In an earlier entry, I described the challenges of writing biographical fiction. This week I want to focus on the more personal complications of the genre. In normal historical fiction, as I have described elsewhere, characters often take on a life of their own, even pulling the novel in unexpected directions. My experience with headstrong characters has been overwhelmingly positive. A good character has a better feel for the direction a book should go than I do. Most of my books have benefited from this fact and evolved differently from the original concept. In one case, a secondary character completely took over the book and the initially conceived story has not been written at all.
But with biographical fiction, such course changes are unacceptable. The true biography of the central character lays down the route that must be followed. The author is free to decide which stations along the way will be described in greatest detail, maybe the author can add an embellishment here and there, but in the end the road-map must be respected. There can be no happy end where there was none in history.
Another challenge of biographical fiction is, of course, the fact that a historical figure does not “belong” to the novelist alone. A historical figure is a public figure, and that means that anyone else can choose to write about this person too. Unlike fictional characters, the novelist of a biographical novel has to “share” their central characters with others – and often compete with or confront existing interpretations. When I, for example, describe the German assassin Claus Count Stauffenberg, my interpretation of Stauffenberg will clash in many minds with the hero of the same name created by Tom Cruise. It makes no difference whether my research is better and my interpretation is more plausible. Tom Cruise’s Stauffenberg is more familiar to my reader than my historical sources and it has already occupied their consciousness. Altering readers’ perceptions of historical figures is far more difficult than creating new characters.
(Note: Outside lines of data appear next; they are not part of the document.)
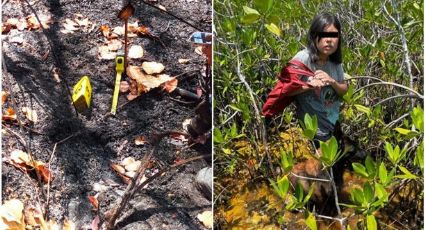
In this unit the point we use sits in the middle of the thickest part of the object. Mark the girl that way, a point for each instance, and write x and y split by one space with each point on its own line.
323 56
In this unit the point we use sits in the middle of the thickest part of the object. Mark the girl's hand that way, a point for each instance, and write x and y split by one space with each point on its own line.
324 77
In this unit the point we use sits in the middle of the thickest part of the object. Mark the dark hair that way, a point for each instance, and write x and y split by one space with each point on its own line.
320 22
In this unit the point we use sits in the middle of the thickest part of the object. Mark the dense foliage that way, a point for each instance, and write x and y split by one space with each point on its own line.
382 111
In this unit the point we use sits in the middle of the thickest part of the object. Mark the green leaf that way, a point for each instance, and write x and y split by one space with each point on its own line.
226 151
357 196
218 136
406 132
418 118
383 173
274 29
370 167
368 192
263 5
407 173
371 222
360 169
249 10
363 109
310 221
286 160
299 193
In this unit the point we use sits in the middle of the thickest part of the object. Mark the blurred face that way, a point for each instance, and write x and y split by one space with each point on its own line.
327 41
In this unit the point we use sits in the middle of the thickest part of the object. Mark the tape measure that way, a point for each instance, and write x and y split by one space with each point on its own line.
81 94
119 68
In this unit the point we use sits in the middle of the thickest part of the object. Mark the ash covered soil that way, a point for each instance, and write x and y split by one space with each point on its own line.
87 144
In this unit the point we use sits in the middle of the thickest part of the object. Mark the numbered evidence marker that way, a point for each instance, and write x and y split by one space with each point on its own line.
81 94
119 62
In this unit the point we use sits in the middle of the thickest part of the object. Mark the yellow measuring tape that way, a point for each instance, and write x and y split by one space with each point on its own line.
119 62
81 94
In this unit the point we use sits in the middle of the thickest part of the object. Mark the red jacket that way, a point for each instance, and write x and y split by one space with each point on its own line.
289 81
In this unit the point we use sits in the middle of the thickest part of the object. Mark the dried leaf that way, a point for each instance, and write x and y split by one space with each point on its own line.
106 54
55 73
95 223
128 160
135 52
162 7
130 174
84 22
198 50
9 115
118 168
17 39
126 12
44 172
93 200
124 86
206 218
30 114
170 85
133 166
106 31
68 225
114 45
119 30
140 140
183 61
11 215
19 157
152 67
4 95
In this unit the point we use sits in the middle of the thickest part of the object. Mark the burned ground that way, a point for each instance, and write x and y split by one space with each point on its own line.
96 138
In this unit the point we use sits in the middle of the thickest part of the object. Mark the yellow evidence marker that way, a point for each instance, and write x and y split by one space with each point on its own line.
81 94
119 68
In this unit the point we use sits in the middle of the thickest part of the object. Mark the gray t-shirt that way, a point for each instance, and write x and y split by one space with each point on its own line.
325 104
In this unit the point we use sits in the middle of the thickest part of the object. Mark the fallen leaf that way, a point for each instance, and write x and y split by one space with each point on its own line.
93 200
106 54
162 7
17 39
84 22
131 97
19 157
140 140
9 115
170 85
183 61
4 95
106 31
44 172
206 218
68 225
128 160
114 45
95 223
11 215
133 166
30 114
55 73
118 168
124 86
70 26
152 67
119 30
198 50
130 174
135 52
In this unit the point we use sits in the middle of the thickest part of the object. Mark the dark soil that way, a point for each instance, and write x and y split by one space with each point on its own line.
170 202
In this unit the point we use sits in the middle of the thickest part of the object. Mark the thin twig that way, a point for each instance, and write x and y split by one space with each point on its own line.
391 84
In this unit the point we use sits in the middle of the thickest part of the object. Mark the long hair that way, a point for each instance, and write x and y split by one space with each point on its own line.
320 22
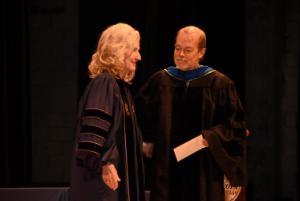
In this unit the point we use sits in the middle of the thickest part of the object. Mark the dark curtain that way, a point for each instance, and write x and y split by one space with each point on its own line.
15 144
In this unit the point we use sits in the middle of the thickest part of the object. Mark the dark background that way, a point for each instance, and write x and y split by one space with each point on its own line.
46 46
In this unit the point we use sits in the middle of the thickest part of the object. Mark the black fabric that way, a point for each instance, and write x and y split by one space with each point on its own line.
104 94
171 113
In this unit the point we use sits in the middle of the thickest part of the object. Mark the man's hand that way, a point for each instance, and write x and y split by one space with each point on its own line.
110 176
147 149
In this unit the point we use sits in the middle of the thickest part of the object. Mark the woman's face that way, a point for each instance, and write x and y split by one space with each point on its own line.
133 58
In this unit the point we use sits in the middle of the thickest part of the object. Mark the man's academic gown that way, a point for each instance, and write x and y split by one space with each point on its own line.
174 107
107 132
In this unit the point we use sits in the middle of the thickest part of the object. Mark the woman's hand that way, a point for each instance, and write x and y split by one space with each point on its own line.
110 176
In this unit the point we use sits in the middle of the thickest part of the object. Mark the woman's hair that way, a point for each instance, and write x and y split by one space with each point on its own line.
115 44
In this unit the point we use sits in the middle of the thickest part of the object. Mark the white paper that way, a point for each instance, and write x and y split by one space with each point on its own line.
188 148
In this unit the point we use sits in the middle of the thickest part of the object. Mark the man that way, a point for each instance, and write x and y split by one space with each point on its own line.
192 101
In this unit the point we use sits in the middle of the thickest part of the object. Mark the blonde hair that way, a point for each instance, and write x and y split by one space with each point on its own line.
114 45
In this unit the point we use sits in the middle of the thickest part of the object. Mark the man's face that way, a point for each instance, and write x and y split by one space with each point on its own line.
186 52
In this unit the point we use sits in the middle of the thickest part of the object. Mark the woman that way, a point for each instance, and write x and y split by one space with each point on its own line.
107 160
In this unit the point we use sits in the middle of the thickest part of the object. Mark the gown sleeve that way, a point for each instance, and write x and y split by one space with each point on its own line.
100 119
145 101
226 139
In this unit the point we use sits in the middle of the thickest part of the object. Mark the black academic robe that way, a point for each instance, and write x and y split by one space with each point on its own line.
172 111
107 131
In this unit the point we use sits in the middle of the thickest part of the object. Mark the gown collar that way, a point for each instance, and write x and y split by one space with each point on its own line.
190 74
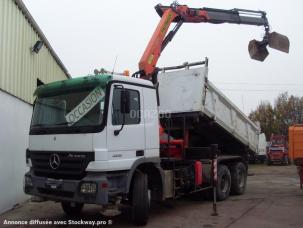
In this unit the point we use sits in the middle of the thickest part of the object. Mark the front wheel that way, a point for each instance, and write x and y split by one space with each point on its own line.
72 209
224 182
238 178
140 199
Finally, there is the difficultly of living with the ghosts of dead. A good biographical novelist will spend a great deal of time with the characters of his/her book and this means spending time with the dead. Depending on one’s sensibility, that can be quite unnerving. I have spent many a sleepless night, plagued by images of historical figures dissatisfied with my portrayal of them. They can be angry or simply disappointed, but they are unrelentingly hard task-masters, who demand an even higher standard of writing than their fictional colleagues.
Obviously, on the evidence of some historical novels that liberally apply the names of historical figures to characters with no resemblance to the personage carrying the same name in history, some authors do not take their responsibilities to the dead very seriously. I wonder that they are not haunted by furious ghosts. Perhaps they are and I just don’t know about it – or the ghosts consider them so insubstantial they can’t be bothered.